Em julho, uma reportagem do grupo RBS, afiliada da Globo na região, expôs a miséria e condições subumanas em que estavam vivendo nossos irmãos negros, submetidos à fome, à falta de moradia, alimentos e até mesmo roupas e produtos de necessidade básica. Uma situação que só tem sido amenizada em função de uma série de iniciativas humanitárias, individuais ou coletivas, provenientes da própria população, que se mobilizou para garantir o mínimo de assistência aos refugiados.

O apoio do movimento
Diante de tudo isto, o movimento negro da cidade, convocou uma reunião do “Coletivo Chega de Racismo”, que tenho a honra de ter ajudado a criar, como militante da Secretaria de Negros e Negras do PSTU e do Quilombo Raça e Classe (entidade filiada à CSP-Conlutas).

O Coletivo foi formado, com outros companheiras e companheiros do movimento negro, para impulsionar a campanha em torno das cotas raciais, que não estavam sendo respeitadas pela prefeitura nos concursos que  ela realiza. Depois de uma discussão sobre o limitado alcance das propostas assistencialistas, o Coletivo tomou a decisão de formular uma série de reivindicações, exigindo políticas públicas que garantam que nossos irmãos permaneçam na cidade, com condições decentes e uma vida digna.

Com este objetivo, o Coletivo chamou uma reunião com Coordenadoria da Promoção Igualdade Racial do Município de Criciúma (COPIRC). Também organizamos um Micro-Fórum, com a Frente Negra formada com várias entidades do movimento negro da região que identificou que um dos maiores problemas dos refugiados é o protocolo que precisa ser expedido pela Polícia Federal para regulamentar a situação dos africanos e haitianos.

Diante disto, uma das principais reivindicações do movimento tem sido a regulamentação do status deles como refugiados com direitos plenos. Além disso, o movimento aprovou exigir ao governo Dilma que também assuma a responsabilidade em atender esses estrangeiros, garantindo direitos básicos e trabalho ao grupo. O descaso ou obstáculos criados pelo governo federal, por exemplo, é responsável pelo fato de que, dos 65 africanos mencionados acima, apenas dois tenham tido sua situação regulamentada (mesmo que de forma temporária), o que impede que todos demais tenham acesso a empregos e, consequentemente, vivam apenas de “bicos”, com a grande maioria dos refugiados.
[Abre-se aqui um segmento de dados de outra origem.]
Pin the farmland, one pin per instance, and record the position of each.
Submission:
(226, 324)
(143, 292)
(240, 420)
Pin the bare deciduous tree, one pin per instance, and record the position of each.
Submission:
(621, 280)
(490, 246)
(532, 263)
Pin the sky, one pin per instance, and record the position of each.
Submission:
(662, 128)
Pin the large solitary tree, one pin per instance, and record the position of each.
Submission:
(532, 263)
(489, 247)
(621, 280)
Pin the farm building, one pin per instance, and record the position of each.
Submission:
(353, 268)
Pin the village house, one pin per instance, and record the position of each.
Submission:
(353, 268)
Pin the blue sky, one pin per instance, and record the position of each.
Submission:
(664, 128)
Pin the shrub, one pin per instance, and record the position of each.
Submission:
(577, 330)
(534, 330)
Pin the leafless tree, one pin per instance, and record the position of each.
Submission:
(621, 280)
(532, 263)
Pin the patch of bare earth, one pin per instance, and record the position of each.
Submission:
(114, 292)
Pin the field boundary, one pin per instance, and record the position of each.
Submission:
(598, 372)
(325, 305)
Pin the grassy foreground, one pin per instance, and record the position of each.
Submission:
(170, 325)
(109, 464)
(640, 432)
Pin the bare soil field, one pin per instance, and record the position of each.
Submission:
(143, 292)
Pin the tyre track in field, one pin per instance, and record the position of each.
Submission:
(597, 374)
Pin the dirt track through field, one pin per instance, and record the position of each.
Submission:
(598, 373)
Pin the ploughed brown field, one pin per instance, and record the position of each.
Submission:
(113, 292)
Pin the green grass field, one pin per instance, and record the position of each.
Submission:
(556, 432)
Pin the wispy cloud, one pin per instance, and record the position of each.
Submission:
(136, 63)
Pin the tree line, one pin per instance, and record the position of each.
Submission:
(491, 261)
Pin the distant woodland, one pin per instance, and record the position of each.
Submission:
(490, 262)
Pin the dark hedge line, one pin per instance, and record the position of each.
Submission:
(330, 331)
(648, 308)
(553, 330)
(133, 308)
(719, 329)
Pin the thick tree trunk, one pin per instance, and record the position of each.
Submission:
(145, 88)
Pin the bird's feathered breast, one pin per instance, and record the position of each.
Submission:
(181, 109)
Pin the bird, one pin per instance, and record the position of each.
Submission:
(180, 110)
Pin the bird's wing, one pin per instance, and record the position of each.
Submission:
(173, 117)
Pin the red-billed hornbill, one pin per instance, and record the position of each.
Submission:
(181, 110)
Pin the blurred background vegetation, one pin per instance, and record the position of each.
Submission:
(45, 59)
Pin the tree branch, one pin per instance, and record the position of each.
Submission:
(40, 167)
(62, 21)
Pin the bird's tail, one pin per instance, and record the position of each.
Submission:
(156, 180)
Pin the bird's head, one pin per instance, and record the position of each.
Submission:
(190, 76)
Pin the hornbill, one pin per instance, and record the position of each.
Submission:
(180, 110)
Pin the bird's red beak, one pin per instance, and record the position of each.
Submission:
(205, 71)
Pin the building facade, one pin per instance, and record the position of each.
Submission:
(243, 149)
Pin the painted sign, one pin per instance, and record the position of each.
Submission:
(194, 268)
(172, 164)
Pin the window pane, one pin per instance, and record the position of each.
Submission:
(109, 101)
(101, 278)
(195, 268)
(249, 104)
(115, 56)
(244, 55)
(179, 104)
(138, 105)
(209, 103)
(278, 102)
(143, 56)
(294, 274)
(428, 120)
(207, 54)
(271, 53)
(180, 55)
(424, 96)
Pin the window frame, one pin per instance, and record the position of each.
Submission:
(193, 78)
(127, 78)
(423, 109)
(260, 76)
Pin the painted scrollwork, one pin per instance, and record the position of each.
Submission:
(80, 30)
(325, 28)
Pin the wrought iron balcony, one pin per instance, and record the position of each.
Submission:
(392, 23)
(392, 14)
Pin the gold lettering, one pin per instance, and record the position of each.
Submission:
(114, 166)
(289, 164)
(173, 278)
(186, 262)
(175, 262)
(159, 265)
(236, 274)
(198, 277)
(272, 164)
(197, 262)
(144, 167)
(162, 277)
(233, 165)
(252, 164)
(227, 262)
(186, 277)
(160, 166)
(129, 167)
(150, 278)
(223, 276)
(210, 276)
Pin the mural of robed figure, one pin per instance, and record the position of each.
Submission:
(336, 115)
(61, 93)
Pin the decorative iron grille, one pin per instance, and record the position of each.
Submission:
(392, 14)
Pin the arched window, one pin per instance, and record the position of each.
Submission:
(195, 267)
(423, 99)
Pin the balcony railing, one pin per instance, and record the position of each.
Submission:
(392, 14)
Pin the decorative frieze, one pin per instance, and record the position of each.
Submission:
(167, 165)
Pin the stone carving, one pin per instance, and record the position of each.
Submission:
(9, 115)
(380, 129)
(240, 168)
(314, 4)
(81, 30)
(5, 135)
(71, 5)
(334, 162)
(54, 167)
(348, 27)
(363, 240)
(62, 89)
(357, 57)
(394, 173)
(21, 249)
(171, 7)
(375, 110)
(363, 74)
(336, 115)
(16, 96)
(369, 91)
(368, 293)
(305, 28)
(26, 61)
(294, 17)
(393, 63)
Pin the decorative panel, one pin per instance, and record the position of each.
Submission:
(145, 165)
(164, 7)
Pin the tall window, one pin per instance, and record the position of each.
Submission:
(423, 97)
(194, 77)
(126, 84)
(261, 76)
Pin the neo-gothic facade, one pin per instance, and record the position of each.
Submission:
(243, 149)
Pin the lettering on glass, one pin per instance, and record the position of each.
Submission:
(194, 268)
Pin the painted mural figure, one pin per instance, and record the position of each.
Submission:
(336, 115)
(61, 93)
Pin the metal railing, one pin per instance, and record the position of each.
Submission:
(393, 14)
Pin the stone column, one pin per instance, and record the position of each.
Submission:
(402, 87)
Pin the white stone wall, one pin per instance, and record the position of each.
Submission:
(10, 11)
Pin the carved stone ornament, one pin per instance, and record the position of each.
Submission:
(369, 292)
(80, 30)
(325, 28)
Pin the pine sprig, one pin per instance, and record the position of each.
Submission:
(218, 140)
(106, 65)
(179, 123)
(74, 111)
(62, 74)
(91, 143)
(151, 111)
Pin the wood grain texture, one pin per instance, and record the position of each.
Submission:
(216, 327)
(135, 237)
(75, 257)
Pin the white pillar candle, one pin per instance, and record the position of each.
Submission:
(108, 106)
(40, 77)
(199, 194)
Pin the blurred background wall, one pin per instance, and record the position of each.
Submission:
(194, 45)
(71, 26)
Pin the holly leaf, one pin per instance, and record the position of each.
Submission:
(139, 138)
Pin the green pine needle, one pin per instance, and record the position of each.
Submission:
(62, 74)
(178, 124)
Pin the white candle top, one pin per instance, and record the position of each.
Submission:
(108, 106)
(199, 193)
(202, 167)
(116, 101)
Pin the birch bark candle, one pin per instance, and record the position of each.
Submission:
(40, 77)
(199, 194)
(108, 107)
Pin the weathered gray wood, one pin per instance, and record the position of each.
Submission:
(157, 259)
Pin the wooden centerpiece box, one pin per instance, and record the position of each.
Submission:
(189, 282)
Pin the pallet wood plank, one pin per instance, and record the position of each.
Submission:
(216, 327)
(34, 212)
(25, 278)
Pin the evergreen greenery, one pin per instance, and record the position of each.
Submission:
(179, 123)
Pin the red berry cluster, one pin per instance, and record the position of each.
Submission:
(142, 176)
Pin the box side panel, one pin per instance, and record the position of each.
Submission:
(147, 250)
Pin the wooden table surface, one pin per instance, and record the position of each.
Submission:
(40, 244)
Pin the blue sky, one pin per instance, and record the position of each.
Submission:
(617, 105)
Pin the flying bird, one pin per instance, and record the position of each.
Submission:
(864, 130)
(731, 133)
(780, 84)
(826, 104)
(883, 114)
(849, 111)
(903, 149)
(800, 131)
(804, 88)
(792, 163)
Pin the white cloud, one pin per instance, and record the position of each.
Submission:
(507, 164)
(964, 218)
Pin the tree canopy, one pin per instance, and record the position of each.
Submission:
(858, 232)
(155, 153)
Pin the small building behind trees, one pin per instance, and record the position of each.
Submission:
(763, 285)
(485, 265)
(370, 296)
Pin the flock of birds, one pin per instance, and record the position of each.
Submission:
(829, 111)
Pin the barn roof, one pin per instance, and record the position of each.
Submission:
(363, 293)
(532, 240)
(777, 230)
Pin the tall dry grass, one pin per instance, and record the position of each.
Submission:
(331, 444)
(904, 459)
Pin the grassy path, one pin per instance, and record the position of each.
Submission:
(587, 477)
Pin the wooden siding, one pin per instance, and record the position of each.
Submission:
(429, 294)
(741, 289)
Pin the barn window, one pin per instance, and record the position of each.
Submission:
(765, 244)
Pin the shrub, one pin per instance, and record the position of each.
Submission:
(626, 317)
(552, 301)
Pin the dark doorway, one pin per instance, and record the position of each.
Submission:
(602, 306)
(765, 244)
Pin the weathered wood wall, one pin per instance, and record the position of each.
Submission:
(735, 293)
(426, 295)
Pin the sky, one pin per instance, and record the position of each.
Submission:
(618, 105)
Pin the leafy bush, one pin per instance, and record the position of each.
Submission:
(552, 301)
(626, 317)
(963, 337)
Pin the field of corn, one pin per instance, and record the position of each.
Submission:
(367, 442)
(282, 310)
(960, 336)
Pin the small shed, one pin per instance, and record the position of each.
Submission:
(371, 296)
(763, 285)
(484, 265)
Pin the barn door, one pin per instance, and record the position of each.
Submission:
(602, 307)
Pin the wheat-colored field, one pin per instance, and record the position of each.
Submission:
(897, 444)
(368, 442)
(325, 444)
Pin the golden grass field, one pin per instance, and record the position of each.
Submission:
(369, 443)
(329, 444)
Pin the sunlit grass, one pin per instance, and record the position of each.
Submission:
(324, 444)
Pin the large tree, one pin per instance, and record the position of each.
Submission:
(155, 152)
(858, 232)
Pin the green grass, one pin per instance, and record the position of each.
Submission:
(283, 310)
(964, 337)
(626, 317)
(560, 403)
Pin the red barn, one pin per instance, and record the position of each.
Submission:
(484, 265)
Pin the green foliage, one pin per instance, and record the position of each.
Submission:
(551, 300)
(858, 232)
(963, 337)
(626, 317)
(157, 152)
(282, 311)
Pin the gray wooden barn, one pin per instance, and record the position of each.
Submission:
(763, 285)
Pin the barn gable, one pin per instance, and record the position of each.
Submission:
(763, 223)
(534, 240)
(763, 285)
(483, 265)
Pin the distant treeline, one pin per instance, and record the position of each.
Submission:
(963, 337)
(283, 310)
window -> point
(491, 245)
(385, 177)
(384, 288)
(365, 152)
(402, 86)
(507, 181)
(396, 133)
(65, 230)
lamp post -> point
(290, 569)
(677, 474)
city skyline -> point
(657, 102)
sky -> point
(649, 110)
A estrutura da Igreja católica para refugiados (Cáritas) também se mobilizou, organizando Fórum das Imigrações, com caráter permanente, incluindo outras entidades dos movimentos sociais, inclusive ganeses.  O Fórum, que contou com mais de 350 pessoas, aprovou as mesmas propostas

Xenofobia, racismo e o descaso dos governos
Toda esta movimentação em solidariedade com africanos e haitianos, contudo, não tem impedido o aumento das manifestações xenofóbicas e racistas. Houve, por exemplo, o caso de moradores que procuraram o Conselho de Segurança dos Bairros (CONSEG), motivados apenas pelo medo de existirem muito circulando pela cidade.

Em contraposição a boa acolhida é dada aos imigrantes europeus que desde sempre chegaram e ainda chegam à cidade, estas hostilidades são constantes e tem atingido o crescente número de refugiados, de diferentes países da África, que estão espalhados em vários pontos do Brasil.

Por exemplo, em uma entrevista a BBC Brasil, o congolês Carlos (nome fictício), que vive no Rio Janeiro  em uma favela do Rio de Janeiro, foi categórico: “Tem uma boa parte da população que luta contra isso, mas dizer que não há racismo não é verdade, existe racismo aqui”.

Isto tem intensificado a pressão do movimento – principalmente pelos movimentos negros do “Coletivo Raça e Classe”, que continuam se reunindo e mantendo sua autonomia – fazendo com que, por exemplo,a  prefeitura, que vale lembra, desrespeitou as cotas, tenha sido obrigada a marcar uma audiência, em Brasília, com a ministra Luiza Barrios, da Secretária de Políticas de Promoção da Igualdade Racial(SEPPIR), mas mesmo assim boicotou nossa participação nesse reunião.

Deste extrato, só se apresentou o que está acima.